Actually: A 40-minute PR pipeline trains developers to bypass it. Use filtering: run smoke tests on PR, full regression nightly. Fast feedback beats exhaustive feedback if developers ignore the slow one.
🚫 Not archiving artifacts on failure
I used to think: The failure message in the console is enough to debug.
Actually: "Element not found" tells you nothing about why. Screenshots, trace files, and HAR logs show the actual page state at failure. Configure your CI to upload these on failure only — it saves storage and gives you forensics.
When this technique fails
If your test passes locally but fails in CI, you're not seeing the real error. CI runs in different browser versions, on different hardware, with different timings. Exit code 1 means failures, but you need the HTML report and screenshots to know what actually broke.
7 Now You Try — Interview Warm-Up
Scenario: Your CI pipeline runs pytest tests/ --tb=short. The build is marked as passed, but when you open the HTML report, you see three tests failed and then passed on retry. No one on the team has investigated the original failures.
What is the hidden risk, and what should your team do?
The hidden risk:
Flaky tests that pass on retry mask real instability. The three failures could be timing issues that will eventually fail consistently — possibly in production. The team's behaviour has normalized flakiness. The fix: treat every retry as a bug. Investigate root cause (selector stability, test data isolation, environment drift), fix it, and consider using --fail-on-flaky-tests (Playwright) or similar flags to prevent retry masking.
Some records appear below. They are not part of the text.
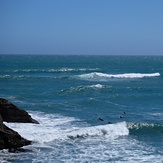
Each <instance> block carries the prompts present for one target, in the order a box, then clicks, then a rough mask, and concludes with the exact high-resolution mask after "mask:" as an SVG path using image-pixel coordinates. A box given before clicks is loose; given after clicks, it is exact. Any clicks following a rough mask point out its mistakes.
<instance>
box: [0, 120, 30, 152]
mask: <svg viewBox="0 0 163 163" xmlns="http://www.w3.org/2000/svg"><path fill="white" fill-rule="evenodd" d="M30 144H31V141H29V140H26V139H24V138H23V137H21V136H20V135H19V134H18V133H17V132H16V131H14V130H12V129H10V128H9V127H7V126H6V125H5V124H3V123H0V150H1V149H9V150H11V149H19V148H20V147H23V146H26V145H30Z"/></svg>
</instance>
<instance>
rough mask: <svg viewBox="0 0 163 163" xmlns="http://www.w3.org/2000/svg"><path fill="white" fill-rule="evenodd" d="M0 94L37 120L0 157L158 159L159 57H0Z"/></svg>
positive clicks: (142, 160)
mask: <svg viewBox="0 0 163 163" xmlns="http://www.w3.org/2000/svg"><path fill="white" fill-rule="evenodd" d="M0 96H1V97H3V98H6V99H8V100H9V101H11V102H13V103H14V104H16V105H17V106H19V107H20V108H22V109H25V110H26V111H28V112H29V113H30V114H31V115H32V117H33V118H35V119H36V120H38V121H39V122H40V124H39V125H37V124H22V123H6V125H8V126H9V127H11V128H13V129H14V130H16V131H18V132H19V133H20V134H21V135H22V136H23V137H25V138H27V139H29V140H32V141H33V144H32V145H31V146H27V147H25V148H26V149H30V150H31V151H29V152H26V153H8V152H7V151H6V150H3V151H1V152H0V161H1V162H27V163H30V162H33V163H38V162H57V163H60V162H84V163H87V162H158V163H160V162H163V152H162V151H163V123H162V120H163V118H162V117H163V111H162V108H163V100H162V99H163V57H162V56H155V57H154V56H148V57H143V56H139V57H136V56H132V57H131V56H130V57H129V56H30V55H29V56H20V55H19V56H14V55H1V56H0ZM124 112H125V113H124ZM120 116H121V117H122V118H120ZM99 118H101V119H103V120H104V121H100V120H99ZM108 122H111V124H109V123H108Z"/></svg>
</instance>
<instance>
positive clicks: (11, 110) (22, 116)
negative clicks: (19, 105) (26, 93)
mask: <svg viewBox="0 0 163 163" xmlns="http://www.w3.org/2000/svg"><path fill="white" fill-rule="evenodd" d="M0 115H1V116H2V118H3V121H5V122H21V123H36V124H38V122H37V121H36V120H34V119H32V118H31V116H30V115H29V114H28V113H27V112H26V111H25V110H22V109H20V108H18V107H17V106H15V105H14V104H12V103H10V102H9V101H7V100H6V99H3V98H0Z"/></svg>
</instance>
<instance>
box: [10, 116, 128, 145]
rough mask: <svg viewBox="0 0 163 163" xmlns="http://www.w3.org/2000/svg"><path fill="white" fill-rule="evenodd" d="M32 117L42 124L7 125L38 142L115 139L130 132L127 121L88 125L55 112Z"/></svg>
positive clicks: (29, 137)
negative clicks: (53, 112) (87, 138)
mask: <svg viewBox="0 0 163 163" xmlns="http://www.w3.org/2000/svg"><path fill="white" fill-rule="evenodd" d="M32 117H33V118H35V119H36V120H38V121H39V123H40V124H39V125H35V124H19V123H9V124H7V125H8V126H9V127H11V128H13V129H14V130H15V131H17V132H19V133H20V134H21V135H22V136H23V137H24V138H26V139H28V140H32V141H34V142H38V143H46V142H51V141H54V140H66V139H75V138H86V137H105V138H113V139H114V138H117V137H119V136H124V135H128V134H129V130H128V128H127V124H126V122H121V123H116V124H107V125H99V126H89V127H87V126H82V125H81V126H79V125H73V124H75V121H76V120H77V119H75V118H71V117H62V116H56V115H53V114H50V115H45V114H39V116H36V115H32ZM78 124H79V121H78Z"/></svg>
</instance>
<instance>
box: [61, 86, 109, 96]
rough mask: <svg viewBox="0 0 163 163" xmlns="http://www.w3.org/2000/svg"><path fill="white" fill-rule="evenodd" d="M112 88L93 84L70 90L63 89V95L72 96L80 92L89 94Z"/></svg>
mask: <svg viewBox="0 0 163 163" xmlns="http://www.w3.org/2000/svg"><path fill="white" fill-rule="evenodd" d="M108 88H110V87H109V86H105V85H101V84H93V85H86V86H84V85H81V86H78V87H71V88H69V89H62V90H61V93H64V94H65V93H66V94H72V93H79V92H83V91H86V92H89V91H98V90H105V89H108Z"/></svg>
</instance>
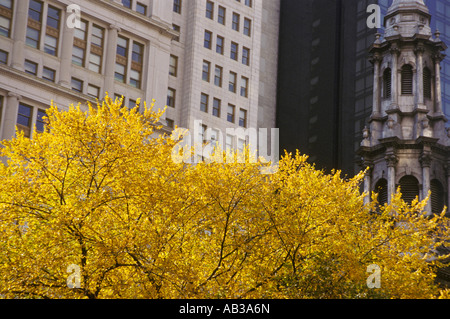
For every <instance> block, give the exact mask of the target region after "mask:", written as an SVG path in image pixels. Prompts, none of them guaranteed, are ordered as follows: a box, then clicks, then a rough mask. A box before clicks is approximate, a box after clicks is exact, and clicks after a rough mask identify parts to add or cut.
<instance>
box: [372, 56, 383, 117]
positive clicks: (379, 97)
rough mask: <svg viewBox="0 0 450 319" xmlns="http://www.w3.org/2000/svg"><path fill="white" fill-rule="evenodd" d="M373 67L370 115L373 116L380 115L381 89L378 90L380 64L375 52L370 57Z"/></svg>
mask: <svg viewBox="0 0 450 319" xmlns="http://www.w3.org/2000/svg"><path fill="white" fill-rule="evenodd" d="M372 62H373V67H374V78H373V110H372V115H373V116H375V117H378V116H381V103H380V98H381V90H380V66H381V57H380V56H379V55H378V54H375V55H374V56H373V58H372Z"/></svg>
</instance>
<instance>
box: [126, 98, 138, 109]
mask: <svg viewBox="0 0 450 319" xmlns="http://www.w3.org/2000/svg"><path fill="white" fill-rule="evenodd" d="M136 106H137V101H136V100H133V99H129V100H128V108H129V109H134V108H135V107H136Z"/></svg>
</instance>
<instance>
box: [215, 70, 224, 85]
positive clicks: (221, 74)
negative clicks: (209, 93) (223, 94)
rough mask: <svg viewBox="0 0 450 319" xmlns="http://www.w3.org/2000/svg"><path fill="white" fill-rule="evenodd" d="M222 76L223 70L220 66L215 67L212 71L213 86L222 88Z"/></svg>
mask: <svg viewBox="0 0 450 319" xmlns="http://www.w3.org/2000/svg"><path fill="white" fill-rule="evenodd" d="M222 75H223V68H222V67H221V66H218V65H216V69H215V71H214V85H216V86H218V87H222Z"/></svg>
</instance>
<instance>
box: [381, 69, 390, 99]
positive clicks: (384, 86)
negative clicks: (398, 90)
mask: <svg viewBox="0 0 450 319" xmlns="http://www.w3.org/2000/svg"><path fill="white" fill-rule="evenodd" d="M391 92H392V71H391V69H390V68H387V69H386V70H384V73H383V97H384V98H385V99H390V98H391Z"/></svg>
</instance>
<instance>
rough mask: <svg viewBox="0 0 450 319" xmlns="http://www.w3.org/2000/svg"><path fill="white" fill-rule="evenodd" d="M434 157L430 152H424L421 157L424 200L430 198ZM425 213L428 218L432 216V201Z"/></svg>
mask: <svg viewBox="0 0 450 319" xmlns="http://www.w3.org/2000/svg"><path fill="white" fill-rule="evenodd" d="M431 161H432V157H431V154H430V153H429V152H423V153H422V155H421V156H420V165H421V166H422V198H421V200H424V199H425V198H426V197H427V196H428V192H429V191H430V188H431V187H430V167H431ZM425 211H426V212H427V216H429V215H431V214H432V211H431V200H429V201H428V203H427V205H426V206H425Z"/></svg>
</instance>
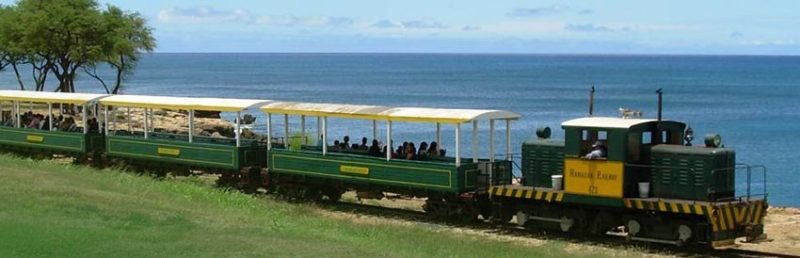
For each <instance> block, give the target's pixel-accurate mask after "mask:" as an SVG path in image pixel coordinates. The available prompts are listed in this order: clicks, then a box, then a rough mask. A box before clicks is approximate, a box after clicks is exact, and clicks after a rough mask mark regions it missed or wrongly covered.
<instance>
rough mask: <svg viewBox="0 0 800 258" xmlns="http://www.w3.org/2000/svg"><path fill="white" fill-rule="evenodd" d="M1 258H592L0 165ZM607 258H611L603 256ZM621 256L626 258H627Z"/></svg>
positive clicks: (533, 248)
mask: <svg viewBox="0 0 800 258" xmlns="http://www.w3.org/2000/svg"><path fill="white" fill-rule="evenodd" d="M0 164H2V167H0V256H3V257H9V256H11V257H98V256H99V257H163V256H170V257H174V256H179V257H253V256H256V257H286V256H291V257H512V256H515V257H564V256H571V257H590V256H591V257H596V256H597V253H596V252H593V251H591V250H588V251H587V250H579V251H571V252H568V251H565V249H569V248H567V247H568V245H569V244H567V243H564V242H558V241H554V242H553V243H548V244H546V245H541V246H537V247H531V246H526V245H524V244H520V243H515V242H513V241H501V240H491V239H489V240H487V239H483V238H482V237H479V236H474V235H469V234H452V233H449V234H448V233H446V232H436V231H433V230H431V229H429V228H425V227H423V226H407V225H405V226H404V225H392V224H386V225H374V224H372V225H370V224H364V223H354V222H352V221H349V220H347V219H341V218H339V219H337V218H332V217H330V216H325V215H324V214H323V213H324V212H321V211H320V209H319V208H317V207H315V206H313V205H297V204H288V203H284V202H281V201H275V200H272V199H269V198H256V197H253V196H249V195H245V194H241V193H238V192H232V191H224V190H221V189H216V188H211V187H208V186H206V185H204V184H202V183H197V182H193V180H169V179H167V180H155V179H151V178H149V177H145V176H137V175H133V174H130V173H122V172H119V171H115V170H110V169H107V170H96V169H92V168H87V167H83V166H71V165H64V164H58V163H55V162H52V161H40V160H30V159H21V158H15V157H9V156H4V155H0ZM611 255H613V253H611ZM629 255H630V254H629Z"/></svg>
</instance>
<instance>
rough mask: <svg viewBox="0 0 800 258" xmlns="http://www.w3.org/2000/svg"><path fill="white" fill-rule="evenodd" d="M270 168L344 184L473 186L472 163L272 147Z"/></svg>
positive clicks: (440, 185) (294, 173)
mask: <svg viewBox="0 0 800 258" xmlns="http://www.w3.org/2000/svg"><path fill="white" fill-rule="evenodd" d="M267 163H268V164H269V168H270V171H274V172H276V173H286V174H296V175H304V176H310V177H319V178H328V179H338V180H342V181H344V182H347V183H355V184H370V185H390V186H400V187H408V188H412V189H422V190H433V191H443V192H464V191H469V190H474V189H475V188H476V185H475V184H476V183H477V180H476V178H477V177H478V170H477V166H476V165H475V164H471V163H467V164H462V165H461V167H460V168H456V167H455V166H454V165H453V164H452V163H435V162H422V161H409V160H392V161H388V162H387V161H386V160H385V159H382V158H375V157H368V156H361V155H348V154H339V153H329V154H328V155H327V156H323V155H322V153H318V152H308V151H290V150H281V149H273V150H271V151H270V152H269V160H268V162H267Z"/></svg>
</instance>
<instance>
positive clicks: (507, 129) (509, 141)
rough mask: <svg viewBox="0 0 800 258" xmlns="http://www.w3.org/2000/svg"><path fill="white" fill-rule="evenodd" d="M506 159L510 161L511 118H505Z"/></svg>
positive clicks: (510, 157)
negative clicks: (505, 126)
mask: <svg viewBox="0 0 800 258" xmlns="http://www.w3.org/2000/svg"><path fill="white" fill-rule="evenodd" d="M506 160H508V161H511V120H509V119H506Z"/></svg>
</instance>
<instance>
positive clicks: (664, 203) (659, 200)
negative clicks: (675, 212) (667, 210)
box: [658, 200, 667, 211]
mask: <svg viewBox="0 0 800 258" xmlns="http://www.w3.org/2000/svg"><path fill="white" fill-rule="evenodd" d="M658 210H660V211H667V204H666V203H664V201H662V200H658Z"/></svg>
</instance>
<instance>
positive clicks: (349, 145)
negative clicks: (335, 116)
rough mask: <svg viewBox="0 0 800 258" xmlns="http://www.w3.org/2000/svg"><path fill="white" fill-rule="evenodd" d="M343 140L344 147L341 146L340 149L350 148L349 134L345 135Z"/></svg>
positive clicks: (348, 148)
mask: <svg viewBox="0 0 800 258" xmlns="http://www.w3.org/2000/svg"><path fill="white" fill-rule="evenodd" d="M343 140H344V141H343V142H342V146H344V148H342V149H343V150H345V149H349V148H350V136H347V135H345V136H344V139H343Z"/></svg>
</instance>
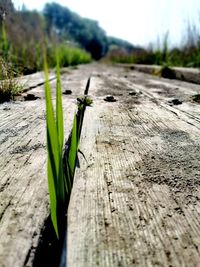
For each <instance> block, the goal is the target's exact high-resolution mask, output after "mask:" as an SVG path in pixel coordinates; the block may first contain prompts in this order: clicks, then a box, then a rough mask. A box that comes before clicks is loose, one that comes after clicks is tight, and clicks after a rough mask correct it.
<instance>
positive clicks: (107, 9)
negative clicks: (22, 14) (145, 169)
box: [13, 0, 200, 46]
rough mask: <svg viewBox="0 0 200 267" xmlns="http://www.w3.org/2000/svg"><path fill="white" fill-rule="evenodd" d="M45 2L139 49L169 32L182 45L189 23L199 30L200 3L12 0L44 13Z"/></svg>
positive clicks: (199, 27) (174, 41)
mask: <svg viewBox="0 0 200 267" xmlns="http://www.w3.org/2000/svg"><path fill="white" fill-rule="evenodd" d="M46 2H57V3H59V4H61V5H63V6H67V7H68V8H70V9H71V10H72V11H75V12H77V13H78V14H79V15H81V16H83V17H88V18H91V19H95V20H97V21H99V25H100V26H101V27H102V28H103V29H104V30H105V31H106V33H107V34H108V35H111V36H115V37H119V38H122V39H125V40H127V41H130V42H131V43H133V44H135V45H137V44H139V45H145V46H146V45H148V44H149V43H157V40H158V38H160V40H161V41H162V40H163V36H164V35H165V33H166V32H167V31H168V32H169V40H170V43H172V44H174V45H176V44H180V43H181V42H182V41H183V35H184V29H186V27H187V24H188V22H190V23H195V24H196V25H198V26H199V29H200V0H123V1H120V0H57V1H56V0H54V1H45V0H39V1H36V0H13V3H14V5H15V7H16V8H19V7H21V6H22V4H23V3H24V4H25V6H26V7H27V8H28V9H38V10H42V8H43V6H44V4H45V3H46Z"/></svg>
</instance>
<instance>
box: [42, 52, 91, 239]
mask: <svg viewBox="0 0 200 267" xmlns="http://www.w3.org/2000/svg"><path fill="white" fill-rule="evenodd" d="M56 58H57V68H56V78H57V84H56V109H55V111H54V107H53V102H52V97H51V87H50V83H49V78H48V67H47V61H46V57H45V64H44V65H45V77H46V82H45V99H46V129H47V150H48V163H47V175H48V188H49V197H50V209H51V219H52V224H53V227H54V230H55V232H56V235H57V238H59V237H60V236H61V234H62V230H63V224H65V220H64V216H65V213H66V210H67V204H68V200H69V197H70V193H71V190H72V184H73V178H74V173H75V168H76V162H77V154H78V147H79V142H80V136H81V129H82V124H83V118H84V113H85V109H86V106H90V105H91V104H92V100H91V99H89V98H88V97H87V93H88V90H89V85H90V79H88V82H87V85H86V89H85V92H84V96H83V97H82V98H78V99H77V101H78V102H77V107H78V108H77V112H76V114H75V115H74V121H73V126H72V130H71V134H70V136H69V139H68V140H67V142H66V144H65V145H64V121H63V109H62V89H61V79H60V65H59V55H58V54H57V56H56Z"/></svg>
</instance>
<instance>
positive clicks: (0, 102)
mask: <svg viewBox="0 0 200 267" xmlns="http://www.w3.org/2000/svg"><path fill="white" fill-rule="evenodd" d="M22 89H23V85H21V84H20V83H19V81H18V80H17V78H15V72H14V70H13V67H12V65H10V64H8V63H7V62H6V61H4V59H3V58H2V57H0V103H3V102H5V101H10V100H14V98H15V96H16V95H18V94H19V93H20V92H21V91H22Z"/></svg>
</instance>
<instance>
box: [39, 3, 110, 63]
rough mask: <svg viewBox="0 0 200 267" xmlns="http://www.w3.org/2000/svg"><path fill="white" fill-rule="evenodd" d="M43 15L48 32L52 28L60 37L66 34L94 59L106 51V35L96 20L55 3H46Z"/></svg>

8 Self-Check — Can You Actually Do This?
Click each question to reveal the answer. If you got all three, you're ready to practice.
Q1. Why is pytest -k "login" useful?
It filters the test suite to run only tests whose names contain "login." This gives fast feedback when you're working on authentication logic without running the entire suite.
Q2. What does exit code 1 mean from a test runner?
At least one test failed, or there was a test collection error. CI systems treat exit code 1 as a failure and will block the build.
Q3. What three things should you check when a UI test fails?
1) The assertion message (expected vs. actual), 2) The stack trace (which line in your code failed), 3) Screenshots or trace files (what did the page actually look like at the moment of failure).